It examined 18 cities around the world and concluded that six of them were at risk of a housing bubble. Making up the rest of the top-six were Sydney, Munich and Hong Kong.

“Over the last 12 years, the real house price level in Stockholm has doubled. The pace of growth accelerated in the last two years as growth rates stood near 15 percent,” said the report, but noted that low interest on mortgages had stabilized the cost of owning a house in the same period.

It further added that property valuations had increased the most in Stockholm over the last four quarters, followed by Munich, London and Amsterdam.

The report said low-interest rates in Sweden and elsewhere had contributed to “overheating of markets for urban residential properties in recent years. As a result, prices in London, Stockholm, Munich and Zurich have reached new record levels after adjustment for inflation”.

Earlier this year, the Swedish founders of Spotify sparked debate after they suggested that a lack of available housing is making it difficult for them to attract the best talent, to the degree that they could be forced to grow in other countries rather than Sweden unless the situation improves.

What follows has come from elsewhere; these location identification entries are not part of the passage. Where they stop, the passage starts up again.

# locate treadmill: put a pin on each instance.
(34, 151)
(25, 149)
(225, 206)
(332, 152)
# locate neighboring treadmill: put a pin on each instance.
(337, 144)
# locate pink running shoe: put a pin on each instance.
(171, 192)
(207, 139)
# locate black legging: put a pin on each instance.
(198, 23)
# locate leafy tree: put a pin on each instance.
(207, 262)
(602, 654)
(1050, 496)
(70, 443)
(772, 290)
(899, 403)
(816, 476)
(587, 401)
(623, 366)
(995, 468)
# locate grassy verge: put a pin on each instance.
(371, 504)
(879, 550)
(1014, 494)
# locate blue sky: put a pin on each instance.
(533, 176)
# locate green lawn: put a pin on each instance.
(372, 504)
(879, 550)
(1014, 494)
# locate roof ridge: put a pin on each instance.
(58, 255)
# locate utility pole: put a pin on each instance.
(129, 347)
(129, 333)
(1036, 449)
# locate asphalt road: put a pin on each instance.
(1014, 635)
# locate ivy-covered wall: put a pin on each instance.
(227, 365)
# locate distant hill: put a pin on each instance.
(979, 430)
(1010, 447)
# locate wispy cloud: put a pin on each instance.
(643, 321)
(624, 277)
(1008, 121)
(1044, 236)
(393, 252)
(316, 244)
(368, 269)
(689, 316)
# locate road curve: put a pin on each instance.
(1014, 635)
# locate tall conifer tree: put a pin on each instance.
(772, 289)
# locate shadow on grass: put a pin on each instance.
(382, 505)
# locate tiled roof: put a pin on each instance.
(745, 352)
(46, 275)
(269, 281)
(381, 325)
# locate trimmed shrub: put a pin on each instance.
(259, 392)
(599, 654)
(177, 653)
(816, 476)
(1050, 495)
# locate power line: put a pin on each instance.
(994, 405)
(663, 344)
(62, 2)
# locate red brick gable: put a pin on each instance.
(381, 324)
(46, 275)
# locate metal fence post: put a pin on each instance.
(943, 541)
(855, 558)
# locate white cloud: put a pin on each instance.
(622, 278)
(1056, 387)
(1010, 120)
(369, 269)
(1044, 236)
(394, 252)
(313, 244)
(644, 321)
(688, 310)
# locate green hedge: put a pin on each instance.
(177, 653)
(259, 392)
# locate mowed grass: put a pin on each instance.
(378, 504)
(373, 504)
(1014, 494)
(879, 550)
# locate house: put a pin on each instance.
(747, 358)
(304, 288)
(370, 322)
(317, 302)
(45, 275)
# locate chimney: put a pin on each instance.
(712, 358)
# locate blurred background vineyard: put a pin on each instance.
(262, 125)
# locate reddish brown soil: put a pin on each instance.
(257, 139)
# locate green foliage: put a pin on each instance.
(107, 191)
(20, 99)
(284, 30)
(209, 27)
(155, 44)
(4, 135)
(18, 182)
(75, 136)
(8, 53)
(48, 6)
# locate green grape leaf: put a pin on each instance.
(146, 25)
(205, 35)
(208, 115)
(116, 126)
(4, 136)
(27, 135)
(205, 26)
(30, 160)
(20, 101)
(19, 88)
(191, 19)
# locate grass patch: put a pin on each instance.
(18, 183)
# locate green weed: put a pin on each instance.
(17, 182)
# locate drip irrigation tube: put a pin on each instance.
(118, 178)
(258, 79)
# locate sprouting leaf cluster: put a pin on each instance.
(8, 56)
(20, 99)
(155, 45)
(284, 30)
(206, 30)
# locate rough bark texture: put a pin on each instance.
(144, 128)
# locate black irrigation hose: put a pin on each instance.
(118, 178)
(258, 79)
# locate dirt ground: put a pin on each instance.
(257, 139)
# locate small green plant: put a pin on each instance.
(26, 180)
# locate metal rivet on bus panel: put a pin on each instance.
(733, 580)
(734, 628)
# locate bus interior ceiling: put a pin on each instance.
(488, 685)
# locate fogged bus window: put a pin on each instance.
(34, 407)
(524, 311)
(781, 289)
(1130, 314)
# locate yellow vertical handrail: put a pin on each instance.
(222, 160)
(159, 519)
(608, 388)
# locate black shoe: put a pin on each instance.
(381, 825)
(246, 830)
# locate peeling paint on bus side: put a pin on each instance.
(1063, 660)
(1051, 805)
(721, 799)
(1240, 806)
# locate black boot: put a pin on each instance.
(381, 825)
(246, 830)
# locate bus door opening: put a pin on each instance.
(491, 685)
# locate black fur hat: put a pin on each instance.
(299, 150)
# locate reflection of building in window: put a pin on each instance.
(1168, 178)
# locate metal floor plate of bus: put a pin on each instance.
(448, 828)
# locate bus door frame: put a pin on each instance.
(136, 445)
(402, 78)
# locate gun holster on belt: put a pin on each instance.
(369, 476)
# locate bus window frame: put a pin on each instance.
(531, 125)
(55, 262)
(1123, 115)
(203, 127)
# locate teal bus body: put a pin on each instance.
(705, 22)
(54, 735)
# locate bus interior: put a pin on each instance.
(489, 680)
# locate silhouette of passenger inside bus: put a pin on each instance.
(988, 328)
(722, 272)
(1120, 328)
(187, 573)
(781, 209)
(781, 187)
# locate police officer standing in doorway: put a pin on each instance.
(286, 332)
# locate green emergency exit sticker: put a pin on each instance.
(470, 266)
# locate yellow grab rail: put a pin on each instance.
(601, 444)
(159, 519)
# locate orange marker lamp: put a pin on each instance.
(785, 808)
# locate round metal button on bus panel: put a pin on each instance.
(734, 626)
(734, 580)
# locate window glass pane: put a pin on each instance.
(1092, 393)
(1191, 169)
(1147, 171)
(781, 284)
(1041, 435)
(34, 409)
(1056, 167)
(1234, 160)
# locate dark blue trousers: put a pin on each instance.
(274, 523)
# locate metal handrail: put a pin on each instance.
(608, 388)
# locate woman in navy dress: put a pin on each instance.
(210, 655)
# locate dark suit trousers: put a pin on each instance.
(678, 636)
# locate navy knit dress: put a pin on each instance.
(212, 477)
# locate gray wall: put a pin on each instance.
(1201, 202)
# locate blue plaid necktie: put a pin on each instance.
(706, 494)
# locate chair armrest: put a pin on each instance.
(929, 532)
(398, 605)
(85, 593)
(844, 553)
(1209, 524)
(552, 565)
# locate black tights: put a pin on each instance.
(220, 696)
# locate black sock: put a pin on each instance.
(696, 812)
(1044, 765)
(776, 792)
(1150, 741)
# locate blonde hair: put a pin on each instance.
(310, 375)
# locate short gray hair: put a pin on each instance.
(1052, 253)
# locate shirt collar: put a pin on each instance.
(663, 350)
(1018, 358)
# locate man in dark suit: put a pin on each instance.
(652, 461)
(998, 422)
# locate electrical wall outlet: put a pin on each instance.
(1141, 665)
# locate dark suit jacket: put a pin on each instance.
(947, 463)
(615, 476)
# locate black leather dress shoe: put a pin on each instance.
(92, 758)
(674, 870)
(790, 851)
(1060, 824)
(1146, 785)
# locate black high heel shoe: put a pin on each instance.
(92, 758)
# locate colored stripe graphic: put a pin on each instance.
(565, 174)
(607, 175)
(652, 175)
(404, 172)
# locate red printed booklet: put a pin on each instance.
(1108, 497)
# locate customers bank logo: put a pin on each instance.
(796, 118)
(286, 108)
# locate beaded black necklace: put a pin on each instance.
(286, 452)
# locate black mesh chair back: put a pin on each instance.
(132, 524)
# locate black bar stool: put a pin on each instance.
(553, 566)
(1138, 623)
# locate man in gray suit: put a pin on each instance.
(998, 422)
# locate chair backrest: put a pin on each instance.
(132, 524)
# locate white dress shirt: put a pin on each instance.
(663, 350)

While properties in many parts of Sweden are generally inexpensive compared to the rest of the world, The Local has previously reported on Stockholm's price boom, including the capital's acute housing shortage on the rental market, which is believed to be driving property prices upwards for buyers as well.

UBS criticized the city's divided rental market, which means that those without points in the local authority's queue for price-controlled apartments have to resort to the often vastly overpriced sub-letting market.

As for the buyers' market, the government has taken steps to bring prices down, including making it mandatory for home owners to pay off their mortgage, but the measures have so far had little effect.

“A dysfunctional rental market provides no incentives to counteract the long-lasting supply shortage. And recently enacted regulations to cool down the housing market have not shown any significant results yet,” concluded the report.

A bostadsrätt apartment (a type of housing ownership common in Sweden) in Stockholm currently costs 55,374 kronor ($6440) per square metre, compared to a national average of 37,118 kronor, according to real estate statistics agency Mäklarstatistik. A detached house in the capital area costs 42,199 per square metre, compared to a national average of 22,464 kronor.